Pluralism is not relativism is that it underscores that there is a final answer or truth. Pluralism has strict standards, while relativism, but definition has none; its standard is a lack of standard. A relativistic position, once adopted leads to a quick settlement; this is antithetical to the work of rationality properly understood. Pluralism underscores that such a search for finality may not ever be reached; it certainly does not think this search is easy. It proposes that the search and the effort is the most important aspect. In this way, it is ethics.
Hasok Chang, in Is Water H2O?: Evidence, Realism and Pluralism, has recently advocated a vigorous pluralism which he distinguishes from relativism by noting that instead of saying “Anything goes,” “Many things go.” Pluralism takes a stance against absolutism in the construction of scientific knowledge; it argues that the most vigorous fields are those which embrace a multitude of approaches and techniques (pg. 253ff). I cannot discuss in any detail his work on the Chemical Revolution (nor do I wish to). What interests me is his statement that “pluralism is a doctrine about how many places we should have at the table; it cannot be expected to answer a wholly different question, which is about the guest list” (262.) This is his response for how to “keep crazies from the table?” From Agassi’s perspective this is as bad as relativism or any other kind of monism as it declares that certain questions (the guest list) are not to be discussed. Chang’s pluralism settles things quickly and is constructed in such a way as to silence his critics (Peter Machamer)

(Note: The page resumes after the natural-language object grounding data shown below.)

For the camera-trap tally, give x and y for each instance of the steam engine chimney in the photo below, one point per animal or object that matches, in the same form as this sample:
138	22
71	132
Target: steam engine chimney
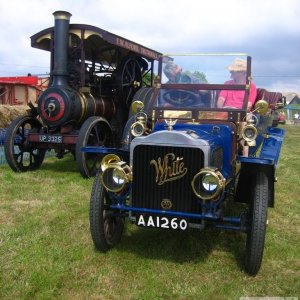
61	39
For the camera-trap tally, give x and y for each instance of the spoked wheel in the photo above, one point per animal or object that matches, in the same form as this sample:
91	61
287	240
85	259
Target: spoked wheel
95	131
257	223
129	78
105	225
20	155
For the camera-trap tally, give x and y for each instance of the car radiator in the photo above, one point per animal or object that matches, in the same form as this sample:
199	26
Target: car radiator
165	173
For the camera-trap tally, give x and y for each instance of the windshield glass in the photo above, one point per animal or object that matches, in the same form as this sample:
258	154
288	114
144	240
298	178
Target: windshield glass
206	81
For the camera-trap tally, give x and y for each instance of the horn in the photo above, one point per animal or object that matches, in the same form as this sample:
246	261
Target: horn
108	159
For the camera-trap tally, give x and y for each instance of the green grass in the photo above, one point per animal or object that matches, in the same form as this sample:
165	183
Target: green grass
46	251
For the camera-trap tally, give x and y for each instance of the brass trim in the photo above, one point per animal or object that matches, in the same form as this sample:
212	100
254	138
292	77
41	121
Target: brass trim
220	183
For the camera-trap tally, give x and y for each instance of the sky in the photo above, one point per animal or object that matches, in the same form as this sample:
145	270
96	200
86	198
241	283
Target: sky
268	30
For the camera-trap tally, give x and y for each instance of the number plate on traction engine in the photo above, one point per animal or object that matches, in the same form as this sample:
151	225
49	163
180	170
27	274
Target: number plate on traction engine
48	138
161	222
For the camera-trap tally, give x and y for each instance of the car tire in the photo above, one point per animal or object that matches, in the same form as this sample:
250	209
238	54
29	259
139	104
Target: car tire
256	233
106	225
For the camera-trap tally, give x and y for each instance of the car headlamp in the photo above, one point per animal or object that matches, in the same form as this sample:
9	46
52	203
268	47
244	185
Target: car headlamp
208	184
115	173
137	129
116	176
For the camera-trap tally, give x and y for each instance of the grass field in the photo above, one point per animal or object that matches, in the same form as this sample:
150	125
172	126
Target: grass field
46	251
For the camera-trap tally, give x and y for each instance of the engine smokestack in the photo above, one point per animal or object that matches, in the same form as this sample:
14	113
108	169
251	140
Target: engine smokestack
61	40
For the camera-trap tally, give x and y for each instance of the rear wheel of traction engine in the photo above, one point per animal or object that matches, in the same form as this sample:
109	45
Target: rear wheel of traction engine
106	228
95	131
257	223
129	78
19	154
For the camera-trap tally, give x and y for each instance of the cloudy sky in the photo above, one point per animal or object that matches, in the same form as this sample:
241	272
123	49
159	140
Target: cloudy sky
268	30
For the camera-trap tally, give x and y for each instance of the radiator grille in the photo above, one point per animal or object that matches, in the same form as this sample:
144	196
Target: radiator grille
147	193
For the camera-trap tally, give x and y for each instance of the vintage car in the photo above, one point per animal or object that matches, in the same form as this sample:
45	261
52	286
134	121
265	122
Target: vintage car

In Agassi’s model of pluralism, the question of “how do we keep crazies from the table?” is easily answered: we discuss with them that there are errors in their ideas and hope that they fix them, we try to educate them with the realization that they may educate us. Perhaps they shall not abandon their ideas which we know are wrong; that’s fine; criticism is an aspiration; we can tolerate people while still saying they are wrong. We can like people while still saying they are mistaken (when did this not become the case?)

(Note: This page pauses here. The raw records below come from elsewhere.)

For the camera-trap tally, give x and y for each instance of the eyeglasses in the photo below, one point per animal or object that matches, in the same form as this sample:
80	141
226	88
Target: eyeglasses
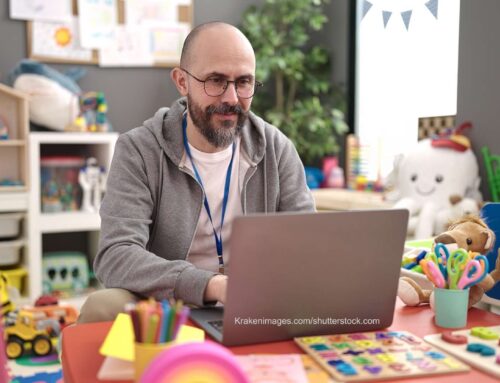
215	86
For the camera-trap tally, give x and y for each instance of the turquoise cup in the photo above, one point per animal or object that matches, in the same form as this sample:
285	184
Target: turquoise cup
450	307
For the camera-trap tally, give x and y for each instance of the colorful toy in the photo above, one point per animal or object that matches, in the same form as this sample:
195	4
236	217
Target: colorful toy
476	351
92	116
425	178
4	374
492	165
377	355
64	271
491	214
36	328
4	129
6	304
23	333
205	362
333	175
92	179
53	95
463	267
59	183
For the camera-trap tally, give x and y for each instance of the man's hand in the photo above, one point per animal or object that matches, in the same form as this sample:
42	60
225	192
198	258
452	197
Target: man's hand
216	289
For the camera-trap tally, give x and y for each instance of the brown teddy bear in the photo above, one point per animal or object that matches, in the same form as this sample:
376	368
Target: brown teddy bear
469	233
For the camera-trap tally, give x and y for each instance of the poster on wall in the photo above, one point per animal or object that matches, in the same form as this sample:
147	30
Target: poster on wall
131	48
102	33
58	41
97	20
166	42
42	10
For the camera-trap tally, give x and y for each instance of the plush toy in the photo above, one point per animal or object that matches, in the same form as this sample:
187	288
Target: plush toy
459	207
425	178
54	102
470	233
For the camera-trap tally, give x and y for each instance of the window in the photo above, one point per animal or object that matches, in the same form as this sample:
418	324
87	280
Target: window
406	68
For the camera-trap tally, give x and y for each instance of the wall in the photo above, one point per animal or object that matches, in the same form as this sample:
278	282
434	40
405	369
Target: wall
134	94
478	78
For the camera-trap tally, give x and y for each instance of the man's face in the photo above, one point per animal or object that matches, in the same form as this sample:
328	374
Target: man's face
219	118
219	123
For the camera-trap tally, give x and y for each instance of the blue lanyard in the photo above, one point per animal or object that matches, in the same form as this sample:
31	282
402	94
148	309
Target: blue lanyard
218	238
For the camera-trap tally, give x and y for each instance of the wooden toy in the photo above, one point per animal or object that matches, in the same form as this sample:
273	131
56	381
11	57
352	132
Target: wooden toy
482	349
378	355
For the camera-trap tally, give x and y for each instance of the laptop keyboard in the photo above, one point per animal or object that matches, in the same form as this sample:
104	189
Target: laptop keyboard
217	324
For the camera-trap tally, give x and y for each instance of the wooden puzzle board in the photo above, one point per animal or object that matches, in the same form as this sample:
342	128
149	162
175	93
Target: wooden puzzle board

When Agassi debated Feyerabend, he thought it very important to consider the guest list. The debate between the two will be the subject of my next post. Agassi’s Feyerabend writings are among his best and most passionate. I also have a fondness for Feyerabend. Agassi from my perspective misrepresents Feyerabend. Agassi does not however break his rules of criticism. I will follow with a post on the philosophy of Agassi from the standpoint of intellectual history, as I consider his Towards a Rational Philosophical Anthropology among the most interesting works in postwar social science.